Three features of Reston planning have had a lasting impact on community building in the United States. The first was Residential Planned Community (RPC) zoning, proposed by Simon and his team and modified and approved by Fairfax County. Previous typical zoning ordinances set population densities for suburban communities at about 13 persons per acre, with no variances, leading to the creation of sprawling communities of single-family homes. RPC zoning, on the other hand, set separate limitations for low-, medium-, and high-density regions, with an overall density for the community of 13 persons per acre. This zoning plan allowed the Reston designers to include not only traditional single-family suburban clusters, but also highdensity urban areas, apartment buildings interspersed with large open spaces, and townhomes with small lots surrounded by parklike communal space. A second important and influential component to Reston was the inclusion of social and leisure planning on the part of the developer. Simon was not content to hope that private companies or the county government would eventually build things like swimming pools, community centers, cultural centers, libraries, or even day care centers as the population grew. He wanted these amenities to be available to the very first residents. A third significant feature of Reston was the establishment at the outset of a homeowner's association, now called the Reston Association, to plan and maintain community space and cultural and leisure facilities and to establish and enforce property codes.

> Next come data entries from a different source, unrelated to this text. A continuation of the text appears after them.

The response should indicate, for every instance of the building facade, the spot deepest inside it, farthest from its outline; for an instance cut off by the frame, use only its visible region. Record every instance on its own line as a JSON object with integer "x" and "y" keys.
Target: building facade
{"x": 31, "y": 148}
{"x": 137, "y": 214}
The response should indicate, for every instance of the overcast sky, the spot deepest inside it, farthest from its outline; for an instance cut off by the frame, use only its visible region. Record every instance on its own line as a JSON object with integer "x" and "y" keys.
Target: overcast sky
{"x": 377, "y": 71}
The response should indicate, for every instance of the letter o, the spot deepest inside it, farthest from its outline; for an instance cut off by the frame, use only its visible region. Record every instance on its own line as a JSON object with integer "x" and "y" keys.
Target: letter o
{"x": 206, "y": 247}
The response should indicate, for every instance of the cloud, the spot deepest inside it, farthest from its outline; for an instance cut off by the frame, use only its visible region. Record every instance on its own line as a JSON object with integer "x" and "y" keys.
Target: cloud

From the beginning, Simon's bold New Town attracted the attention of the media, and feature articles appeared in magazines such as Fortune, Look, Time, and Life. Unfortunately for Simon, however, this bold, ambitious plan was expensive, and by 1967 his company was almost bankrupt. Not wanting to lose their investment, Gulf Oil, who had previously given Simon a loan, took over the project. Gulf Reston continued to develop Reston along the lines envisioned by Simon until 1978, at which time the parent company decided to divest itself of real estate projects and sold its development rights for the undeveloped portions of Reston to another oil company, Mobil. In addition to adding significantly to the housing stock, Mobil's subsidiary, Reston Land, actively sought to bring in businesses on the cutting edge of the high-tech revolution, beginning with the opening of Sperry's corporate headquarters in 1983. Reston Land also worked with the FAA to open ramps to the Dulles Toll Road, previously closed to all but airport traffic, in 1984. These efforts to attract high-tech firms and improve regional transportation led to the creation of a nationally recognized business region known as the Dulles Corridor. The 1990 completion of the first phase of Reston Town Center, a high-rise building complex of apartments, hotels, offices, restaurants, and stores, attracted the kind of press attention that graced the innovative new community in the 1960s. In 1996, like Gulf before it, Mobil Oil decided to consolidate its business holdings to focus on oil, gas, and chemicals and sold the remaining development rights in Reston to three development companies, Equity Office, Terrabrook, and Westbrook Partners.